É errado assumir-se que o uso de pesticidas à escala industrial é seguro, diz cientista do governo britânico
A suposição de que é seguro usarem-se pesticidas em quantidades industriais nas paisagens é falsa, avisou o cientista Ian Boyd, conselheiro científico principal do Ministério do Ambiente, Alimentação e Assuntos Rurais do governo britânico, num artigo publicado na conceituada revista científica Science.
O cientista e a sua colega Alice Milner defendem no artigo que a falta de qualquer limite na quantidade total de pesticidas usados e a virtual ausência de acompanhamento dos seus efeitos no ambiente significam que se podem passar anos até que os impactos se tornem aparentes.
“A atual suposição subjacente à regulamentação dos pesticidas – de que os químicos que passam uma bateria de testes efetuados em laboratório ou ensaios de campo são respeitadores do ambiente quando usados em escala industrial – é falsa”, escreveram os cientistas. “Os efeitos de se aplicarem químicos em paisagens inteiras têm sido amplamente ignorados pelos sistemas reguladores. Isto pode e deve ser mudado.”
Os cientistas dão como exemplo o Reino Unido, cujo sistema regulador, um dos mais desenvolvidos, deixa, no entanto, a desejar. “[O país] não tem qualquer acompanhamento sistemático dos resíduos dos pesticidas no ambiente. Não são considerados limites de segurança para os pesticidas à escala da paisagem.”

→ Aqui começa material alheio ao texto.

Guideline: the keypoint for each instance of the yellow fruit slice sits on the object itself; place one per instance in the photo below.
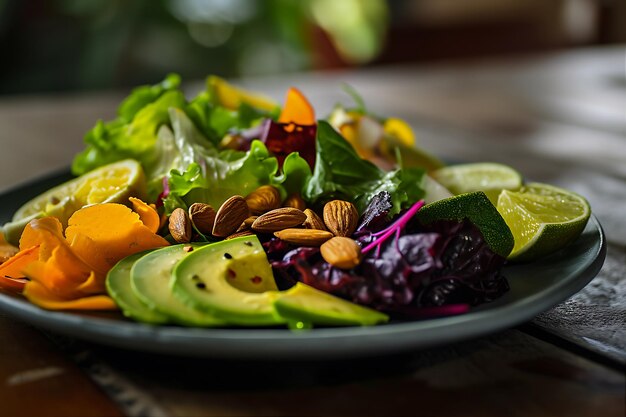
(231, 97)
(399, 129)
(488, 177)
(542, 218)
(113, 183)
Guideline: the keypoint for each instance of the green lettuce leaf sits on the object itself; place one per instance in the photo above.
(116, 140)
(341, 174)
(134, 133)
(203, 174)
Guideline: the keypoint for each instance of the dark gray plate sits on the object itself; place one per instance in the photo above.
(535, 288)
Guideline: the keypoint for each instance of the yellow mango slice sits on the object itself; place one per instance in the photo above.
(147, 214)
(297, 109)
(110, 232)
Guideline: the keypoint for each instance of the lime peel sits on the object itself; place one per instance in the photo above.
(476, 208)
(543, 219)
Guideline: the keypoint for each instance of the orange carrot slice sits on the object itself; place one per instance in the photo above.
(11, 272)
(40, 295)
(297, 109)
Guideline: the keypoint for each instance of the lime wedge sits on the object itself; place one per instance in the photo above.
(543, 219)
(113, 183)
(488, 177)
(477, 208)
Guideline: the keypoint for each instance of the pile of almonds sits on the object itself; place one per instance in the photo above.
(262, 211)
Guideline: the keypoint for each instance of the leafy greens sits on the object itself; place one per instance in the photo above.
(340, 173)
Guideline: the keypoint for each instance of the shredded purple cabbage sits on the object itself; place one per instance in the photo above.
(408, 270)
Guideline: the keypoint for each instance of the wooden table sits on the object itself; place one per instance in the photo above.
(558, 118)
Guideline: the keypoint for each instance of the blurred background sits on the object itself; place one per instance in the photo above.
(78, 45)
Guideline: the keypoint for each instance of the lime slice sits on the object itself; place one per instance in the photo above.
(112, 183)
(477, 208)
(491, 178)
(543, 219)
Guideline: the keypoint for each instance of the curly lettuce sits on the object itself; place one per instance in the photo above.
(340, 173)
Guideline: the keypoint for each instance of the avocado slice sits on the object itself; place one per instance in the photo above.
(150, 282)
(118, 287)
(305, 304)
(232, 280)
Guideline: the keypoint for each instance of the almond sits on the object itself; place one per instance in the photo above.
(180, 226)
(263, 199)
(341, 252)
(313, 221)
(203, 217)
(304, 237)
(247, 224)
(239, 234)
(341, 217)
(230, 216)
(278, 219)
(295, 201)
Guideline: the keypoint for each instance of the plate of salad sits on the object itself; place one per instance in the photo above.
(229, 225)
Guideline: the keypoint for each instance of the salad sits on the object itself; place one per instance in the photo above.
(231, 210)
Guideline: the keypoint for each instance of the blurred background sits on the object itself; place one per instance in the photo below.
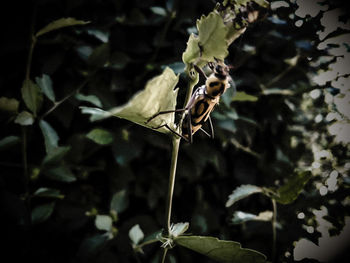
(291, 113)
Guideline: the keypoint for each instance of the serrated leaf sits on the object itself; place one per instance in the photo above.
(120, 201)
(42, 212)
(220, 250)
(31, 95)
(57, 24)
(9, 104)
(100, 136)
(287, 193)
(242, 96)
(60, 174)
(45, 84)
(136, 234)
(9, 141)
(158, 95)
(48, 192)
(89, 98)
(24, 118)
(103, 222)
(240, 217)
(50, 136)
(242, 192)
(55, 155)
(212, 37)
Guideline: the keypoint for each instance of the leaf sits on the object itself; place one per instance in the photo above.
(158, 95)
(103, 222)
(42, 212)
(136, 234)
(100, 136)
(120, 201)
(9, 141)
(57, 24)
(56, 155)
(240, 217)
(220, 250)
(242, 96)
(60, 174)
(45, 84)
(212, 37)
(31, 95)
(89, 98)
(50, 136)
(242, 192)
(9, 104)
(24, 118)
(287, 193)
(48, 192)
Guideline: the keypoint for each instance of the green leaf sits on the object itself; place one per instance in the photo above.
(242, 96)
(287, 193)
(31, 95)
(103, 222)
(60, 174)
(242, 192)
(212, 37)
(9, 104)
(220, 250)
(136, 234)
(9, 141)
(45, 84)
(55, 155)
(57, 24)
(42, 212)
(240, 217)
(50, 136)
(158, 95)
(24, 118)
(100, 136)
(48, 192)
(120, 201)
(89, 98)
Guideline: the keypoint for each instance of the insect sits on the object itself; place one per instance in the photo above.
(202, 102)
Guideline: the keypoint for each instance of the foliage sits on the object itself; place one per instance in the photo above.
(80, 191)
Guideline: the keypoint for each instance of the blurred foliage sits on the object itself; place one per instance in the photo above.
(71, 190)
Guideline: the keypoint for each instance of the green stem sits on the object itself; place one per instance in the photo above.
(274, 233)
(174, 155)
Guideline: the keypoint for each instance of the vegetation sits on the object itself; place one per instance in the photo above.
(85, 177)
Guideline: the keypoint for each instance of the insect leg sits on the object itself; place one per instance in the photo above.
(211, 127)
(164, 112)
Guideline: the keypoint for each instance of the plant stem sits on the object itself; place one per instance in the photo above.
(274, 233)
(174, 155)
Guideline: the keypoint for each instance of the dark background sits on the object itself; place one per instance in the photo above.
(252, 144)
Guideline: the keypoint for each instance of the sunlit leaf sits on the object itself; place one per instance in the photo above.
(136, 234)
(9, 104)
(50, 136)
(57, 24)
(241, 192)
(158, 95)
(242, 96)
(287, 193)
(220, 250)
(32, 95)
(120, 201)
(100, 136)
(42, 212)
(45, 84)
(103, 222)
(24, 118)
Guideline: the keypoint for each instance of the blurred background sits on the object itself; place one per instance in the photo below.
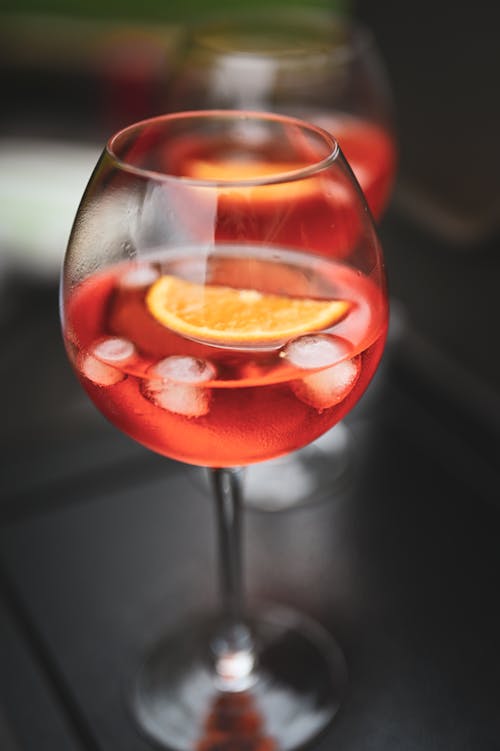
(72, 73)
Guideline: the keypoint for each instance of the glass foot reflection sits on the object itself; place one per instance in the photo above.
(295, 691)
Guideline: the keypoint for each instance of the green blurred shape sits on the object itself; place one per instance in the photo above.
(160, 10)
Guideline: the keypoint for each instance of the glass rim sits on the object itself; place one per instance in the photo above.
(236, 115)
(358, 39)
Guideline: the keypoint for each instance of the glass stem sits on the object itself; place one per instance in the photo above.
(232, 646)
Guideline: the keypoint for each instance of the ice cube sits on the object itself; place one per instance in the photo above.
(176, 384)
(185, 369)
(315, 351)
(328, 387)
(114, 350)
(139, 276)
(99, 372)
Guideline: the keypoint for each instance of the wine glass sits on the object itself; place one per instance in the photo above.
(328, 70)
(311, 64)
(223, 302)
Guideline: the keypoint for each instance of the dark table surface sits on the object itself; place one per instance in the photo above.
(104, 545)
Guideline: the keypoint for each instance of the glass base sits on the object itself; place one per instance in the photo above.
(312, 474)
(291, 696)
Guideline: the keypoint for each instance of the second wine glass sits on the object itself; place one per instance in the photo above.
(327, 70)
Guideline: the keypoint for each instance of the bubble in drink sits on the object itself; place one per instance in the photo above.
(315, 351)
(114, 350)
(177, 385)
(328, 387)
(139, 277)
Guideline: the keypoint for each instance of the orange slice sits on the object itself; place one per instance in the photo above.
(223, 315)
(234, 170)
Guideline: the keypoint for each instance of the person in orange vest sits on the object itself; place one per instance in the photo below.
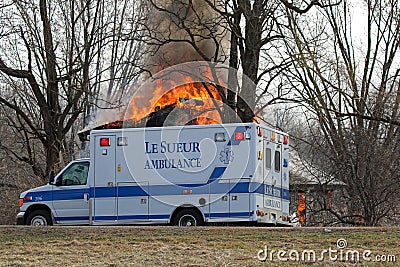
(301, 208)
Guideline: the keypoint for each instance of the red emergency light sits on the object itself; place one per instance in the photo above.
(104, 141)
(239, 136)
(259, 131)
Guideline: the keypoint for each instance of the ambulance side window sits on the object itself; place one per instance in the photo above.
(268, 158)
(277, 161)
(76, 174)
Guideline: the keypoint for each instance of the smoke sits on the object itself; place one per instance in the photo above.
(180, 31)
(175, 32)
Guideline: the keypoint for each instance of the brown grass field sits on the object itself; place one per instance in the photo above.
(201, 246)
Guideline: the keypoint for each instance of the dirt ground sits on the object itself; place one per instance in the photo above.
(197, 246)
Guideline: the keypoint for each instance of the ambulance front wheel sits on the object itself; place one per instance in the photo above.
(188, 217)
(39, 218)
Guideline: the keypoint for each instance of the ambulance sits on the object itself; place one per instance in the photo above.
(179, 175)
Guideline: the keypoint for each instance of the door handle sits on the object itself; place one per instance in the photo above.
(86, 197)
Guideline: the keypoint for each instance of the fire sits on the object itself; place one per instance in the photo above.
(194, 102)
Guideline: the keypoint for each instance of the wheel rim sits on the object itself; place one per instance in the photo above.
(187, 220)
(39, 220)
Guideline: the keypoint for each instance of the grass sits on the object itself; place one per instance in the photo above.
(173, 246)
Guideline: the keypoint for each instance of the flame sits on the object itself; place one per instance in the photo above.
(201, 100)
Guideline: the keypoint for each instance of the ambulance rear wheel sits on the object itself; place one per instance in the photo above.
(39, 218)
(188, 217)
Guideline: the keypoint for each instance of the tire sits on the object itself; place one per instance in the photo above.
(188, 217)
(39, 218)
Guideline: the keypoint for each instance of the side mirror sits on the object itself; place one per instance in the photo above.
(51, 177)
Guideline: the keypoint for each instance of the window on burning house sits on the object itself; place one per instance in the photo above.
(277, 161)
(268, 158)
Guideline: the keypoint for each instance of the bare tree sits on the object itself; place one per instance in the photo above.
(49, 65)
(351, 97)
(241, 33)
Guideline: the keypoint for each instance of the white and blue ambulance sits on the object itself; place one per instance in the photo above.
(180, 175)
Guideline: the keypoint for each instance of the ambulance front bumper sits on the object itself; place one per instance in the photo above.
(20, 218)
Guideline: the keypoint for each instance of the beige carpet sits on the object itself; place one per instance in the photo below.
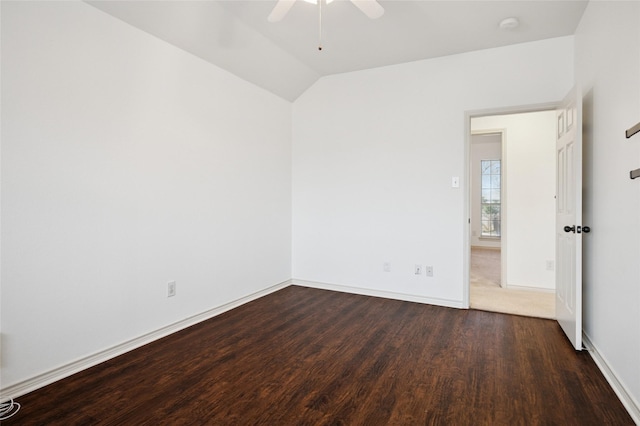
(487, 295)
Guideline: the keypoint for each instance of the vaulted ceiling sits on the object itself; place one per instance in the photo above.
(283, 57)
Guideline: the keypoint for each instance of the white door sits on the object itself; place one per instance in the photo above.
(569, 219)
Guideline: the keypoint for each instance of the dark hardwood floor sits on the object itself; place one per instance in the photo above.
(303, 356)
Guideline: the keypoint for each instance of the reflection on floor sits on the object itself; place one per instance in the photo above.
(487, 295)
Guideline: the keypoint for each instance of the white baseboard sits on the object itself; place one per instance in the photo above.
(627, 400)
(380, 293)
(41, 380)
(526, 288)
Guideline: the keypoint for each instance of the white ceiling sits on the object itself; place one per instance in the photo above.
(283, 57)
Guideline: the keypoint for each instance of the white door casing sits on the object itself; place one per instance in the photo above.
(569, 219)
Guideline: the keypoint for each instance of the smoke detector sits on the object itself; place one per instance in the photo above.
(509, 24)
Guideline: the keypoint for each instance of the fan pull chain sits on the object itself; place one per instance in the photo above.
(319, 24)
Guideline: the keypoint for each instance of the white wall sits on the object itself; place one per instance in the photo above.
(608, 73)
(374, 153)
(128, 163)
(483, 147)
(529, 173)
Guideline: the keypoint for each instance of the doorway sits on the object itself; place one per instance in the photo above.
(512, 212)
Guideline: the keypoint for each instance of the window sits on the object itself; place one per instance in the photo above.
(490, 190)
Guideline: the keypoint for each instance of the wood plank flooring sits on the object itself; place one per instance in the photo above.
(304, 356)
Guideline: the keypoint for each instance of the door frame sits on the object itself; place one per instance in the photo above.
(466, 225)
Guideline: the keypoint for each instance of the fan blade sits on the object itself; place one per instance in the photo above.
(371, 8)
(280, 10)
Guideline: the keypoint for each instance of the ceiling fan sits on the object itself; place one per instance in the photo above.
(371, 8)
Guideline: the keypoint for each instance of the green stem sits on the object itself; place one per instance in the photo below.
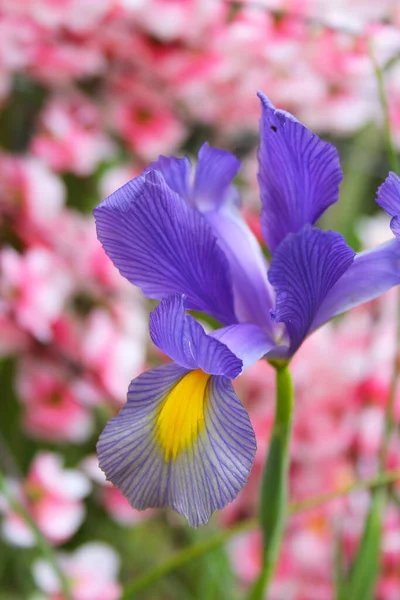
(364, 571)
(274, 486)
(186, 555)
(391, 150)
(45, 548)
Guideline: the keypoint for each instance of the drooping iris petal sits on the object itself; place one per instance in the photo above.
(214, 173)
(388, 198)
(247, 341)
(372, 273)
(253, 295)
(305, 267)
(183, 440)
(185, 341)
(299, 174)
(176, 173)
(164, 246)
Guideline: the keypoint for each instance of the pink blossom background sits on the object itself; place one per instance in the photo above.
(90, 92)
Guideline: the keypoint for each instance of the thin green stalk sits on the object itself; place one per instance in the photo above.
(391, 151)
(45, 548)
(186, 555)
(274, 487)
(364, 571)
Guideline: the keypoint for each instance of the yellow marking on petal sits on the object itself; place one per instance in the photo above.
(181, 417)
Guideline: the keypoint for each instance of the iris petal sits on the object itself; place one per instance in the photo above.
(253, 295)
(372, 273)
(204, 469)
(176, 173)
(184, 340)
(388, 198)
(305, 267)
(299, 174)
(214, 173)
(164, 246)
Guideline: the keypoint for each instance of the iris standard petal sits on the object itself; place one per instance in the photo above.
(176, 173)
(305, 267)
(164, 246)
(372, 273)
(183, 440)
(215, 171)
(183, 339)
(247, 341)
(299, 174)
(253, 295)
(388, 198)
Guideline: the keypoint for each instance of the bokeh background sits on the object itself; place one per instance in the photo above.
(90, 92)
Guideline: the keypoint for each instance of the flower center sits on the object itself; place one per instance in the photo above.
(181, 417)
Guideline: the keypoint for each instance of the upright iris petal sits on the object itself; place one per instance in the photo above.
(183, 439)
(299, 174)
(164, 246)
(388, 198)
(216, 198)
(305, 267)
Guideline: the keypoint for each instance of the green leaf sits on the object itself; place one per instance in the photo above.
(274, 487)
(366, 565)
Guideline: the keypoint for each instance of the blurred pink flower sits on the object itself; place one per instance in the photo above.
(91, 570)
(111, 498)
(53, 497)
(146, 123)
(52, 408)
(34, 287)
(70, 135)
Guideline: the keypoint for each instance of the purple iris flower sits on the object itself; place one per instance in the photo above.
(183, 439)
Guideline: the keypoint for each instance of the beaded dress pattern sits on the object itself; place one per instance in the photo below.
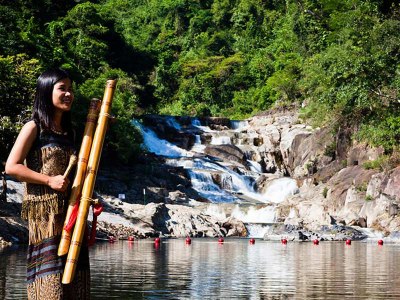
(44, 208)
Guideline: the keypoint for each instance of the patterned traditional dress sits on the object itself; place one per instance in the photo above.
(45, 210)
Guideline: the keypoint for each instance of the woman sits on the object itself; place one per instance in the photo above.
(39, 157)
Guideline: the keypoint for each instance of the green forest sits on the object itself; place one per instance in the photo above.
(339, 60)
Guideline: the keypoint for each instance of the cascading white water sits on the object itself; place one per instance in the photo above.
(203, 183)
(173, 123)
(159, 146)
(233, 187)
(198, 146)
(254, 166)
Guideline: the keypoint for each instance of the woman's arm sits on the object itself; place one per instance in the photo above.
(15, 162)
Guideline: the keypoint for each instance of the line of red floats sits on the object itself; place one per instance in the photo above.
(221, 240)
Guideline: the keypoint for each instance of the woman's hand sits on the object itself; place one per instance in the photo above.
(58, 183)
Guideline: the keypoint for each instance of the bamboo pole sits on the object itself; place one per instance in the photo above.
(88, 186)
(80, 172)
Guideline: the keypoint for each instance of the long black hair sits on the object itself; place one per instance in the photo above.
(43, 107)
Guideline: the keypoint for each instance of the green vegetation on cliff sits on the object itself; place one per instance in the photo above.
(230, 58)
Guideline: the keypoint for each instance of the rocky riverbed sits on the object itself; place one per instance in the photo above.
(338, 196)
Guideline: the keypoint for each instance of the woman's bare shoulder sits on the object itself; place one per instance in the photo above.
(29, 129)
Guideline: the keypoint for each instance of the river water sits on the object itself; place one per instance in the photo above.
(232, 270)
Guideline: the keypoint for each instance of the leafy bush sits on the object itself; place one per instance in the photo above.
(16, 97)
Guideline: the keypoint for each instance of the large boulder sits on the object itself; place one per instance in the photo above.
(227, 153)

Embora a indústria dos pesticidas defenda que os seus produtos “estão entre os mais regulamentados no mundo”, são cada vez mais os artigos altamente críticos da sua atual utilização.
Em março deste ano, um relatório realizado por peritos em alimentação e poluição da ONU declarou que a ideia – defendida pela indústria agroquímica – de que os pesticidas são essenciais para alimentar a crescente população mundial é um mito, acusando os pesticidas de terem “impactos catastróficos no ambiente e na saúde humana” e os seus fabricantes de “negarem sistematicamente” os danos causados pelos seus produtos.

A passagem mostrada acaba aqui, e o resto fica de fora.